Passwords are the first, and sometimes last, line of defense when it comes to protecting your valuable business and client data.  Here are 10 simple guidelines to making sure your passwords – and your firm – are as secure as possible:

Use Long Passwords
Avoid passwords that are shorter than 8 characters. In fact, most experts recommend passwords that are 15 characters or longer. Why? Longer passwords are generally less vulnerable to brute force attacks, where hackers randomly generate possible passwords in hopes of stumbling on the right combination of letters and characters.

Make Passwords Complex
Try to include a variety of character types, including upper and lower case letters, numbers, and special characters (like &, % or @).  Again, this adds to the complexity and makes the password significantly more difficult to guess.  A growing number of sites make complexity a requirement when setting a new password.

Avoid Common Words
Do not use a single dictionary word or common phrase as your password. One of the most basic attacks involves cycling through dictionary words or through well-circulated lists of common passwords.  Even character substitutions (e.g. replacing “a” with “@” or “s” with “5”) may not be enough to protect you: more sophisticated attacks will try these variations as well.

Consider Pass Phrases
Pass phrases, which combine multiple common but unrelated words into a lengthier password, can be extremely secure. For example, you might take the last four street names you’ve lived on and add some punctuation: “Oak 12th Franklin Main!” That pass phrase is over 15 characters, includes upper and lower case characters, numbers and special characters (both the spaces and the exclamation point), but it’s considerably easier to remember than a gibberish password like fe@3d?!ERc1#.

Mix Up Your Passwords

Use different passwords for different services/devices. One common hacker strategy involves targeting minimally secured sites to obtain a list of email addresses and passwords. They then take those stolen credentials to more secure websites, like web mail or banking sites, and use them to access more valuable data. Using different passwords insulates you from that type of exploit: even if a hacker gets access to one of your logins, they don’t automatically gain access to all of your accounts.

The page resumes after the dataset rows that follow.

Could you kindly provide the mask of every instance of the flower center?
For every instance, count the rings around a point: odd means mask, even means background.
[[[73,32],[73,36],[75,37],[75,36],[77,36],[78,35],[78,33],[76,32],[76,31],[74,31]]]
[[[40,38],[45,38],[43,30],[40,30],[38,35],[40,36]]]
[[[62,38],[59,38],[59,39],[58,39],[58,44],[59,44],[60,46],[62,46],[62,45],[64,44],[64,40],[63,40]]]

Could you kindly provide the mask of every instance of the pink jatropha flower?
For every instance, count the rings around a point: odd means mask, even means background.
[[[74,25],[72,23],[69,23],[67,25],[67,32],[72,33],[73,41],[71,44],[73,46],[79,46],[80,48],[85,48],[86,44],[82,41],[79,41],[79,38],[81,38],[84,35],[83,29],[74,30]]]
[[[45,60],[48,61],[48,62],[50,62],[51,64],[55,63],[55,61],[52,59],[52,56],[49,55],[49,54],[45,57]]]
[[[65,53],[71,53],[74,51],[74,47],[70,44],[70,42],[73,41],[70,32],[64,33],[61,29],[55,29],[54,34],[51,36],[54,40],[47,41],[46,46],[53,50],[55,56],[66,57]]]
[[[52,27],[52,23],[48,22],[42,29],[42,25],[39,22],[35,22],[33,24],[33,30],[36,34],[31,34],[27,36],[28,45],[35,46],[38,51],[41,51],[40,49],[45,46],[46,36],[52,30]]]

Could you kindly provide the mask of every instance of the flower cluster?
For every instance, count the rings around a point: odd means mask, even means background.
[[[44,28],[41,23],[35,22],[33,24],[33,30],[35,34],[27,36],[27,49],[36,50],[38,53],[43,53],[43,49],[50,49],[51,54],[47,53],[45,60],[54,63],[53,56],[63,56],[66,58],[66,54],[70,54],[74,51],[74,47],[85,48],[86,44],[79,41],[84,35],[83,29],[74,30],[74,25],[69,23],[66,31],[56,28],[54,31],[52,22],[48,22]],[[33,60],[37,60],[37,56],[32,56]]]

Change Passwords Regularly
Some security breaches earn major headlines and TV news coverage, but most aren’t so well publicized.  And unfortunately, many scammers hold onto stolen passwords for a time before trying to use them to help avoid detection.  That means a breach that happened months or even years ago can still lead to you being compromised today. Protect yourself against a “quiet” security breach by periodically changing your passwords.

Security Questions Are Vital
The security questions you answer when setting up a new account (e.g. What’s your mother’s maiden name?) are helpful when you need to recover a forgotten password, but they’re also one of the easiest ways scammers can break into your account.  Often the information used to answer security questions is public record or easily obtainable through social media sites like Facebook. All a scammer has to do is click the “forgot your password?” link, answer your security questions using the information they’ve looked up, and reset your password.  Avoid this by choosing security questions that are less ordinary, or consider answering the security questions with memorable—but false—information.

Is That the Right Web Site?
Be careful where you log in. Another popular trick by fraudsters is to set up fake login pages for popular sites like Facebook, Twitter, and the various web mail services. The pages look real, but when you enter your information and click “login,” you’re actually compromising your account. To protect yourself, make a habit of looking at the URL whenever you login—does it really say https://www.facebook.com/… or does it start with something else? Does your browser show a secure connection, usually indicated by a closed lock icon? If you complete the login process and find you aren’t actually logged in, it’s a good idea to go to the real site and change your password ASAP.

Use Password Managers, Not Sticky Notes
Never write down your password in an unsecure location. The classic mistake is the sticky note on the monitor with the user’s passwords written on it, or nearly as bad, an unencrypted text document on the computer’s desktop filled with the passwords for all of their accounts. If you need help keeping track of your passwords, use a password management tool designed for that purpose like LastPass or KeePass.  With those tools, you can maintain a portfolio of unique passwords for all of your various sites and you only need to remember the single password for the password manager itself.

Use Two Factor Authentication When Available
Two factor authentication is an added level of security designed to ensure that it’s really you trying to log into a service.  One of the more common arrangements involves a special code that’s sent to your mobile phone when you attempt to log into a website.  As a user, you log into a website as usual, and once your username and password is verified, the code is sent to the smartphone.  You then type the result from your smartphone into the website and you’re provided access.  The extra step can be frustrating, but far less frustrating than being hacked.

 

About the Author

Joshua Poje is the director of the ABA Legal Technology Resource Center.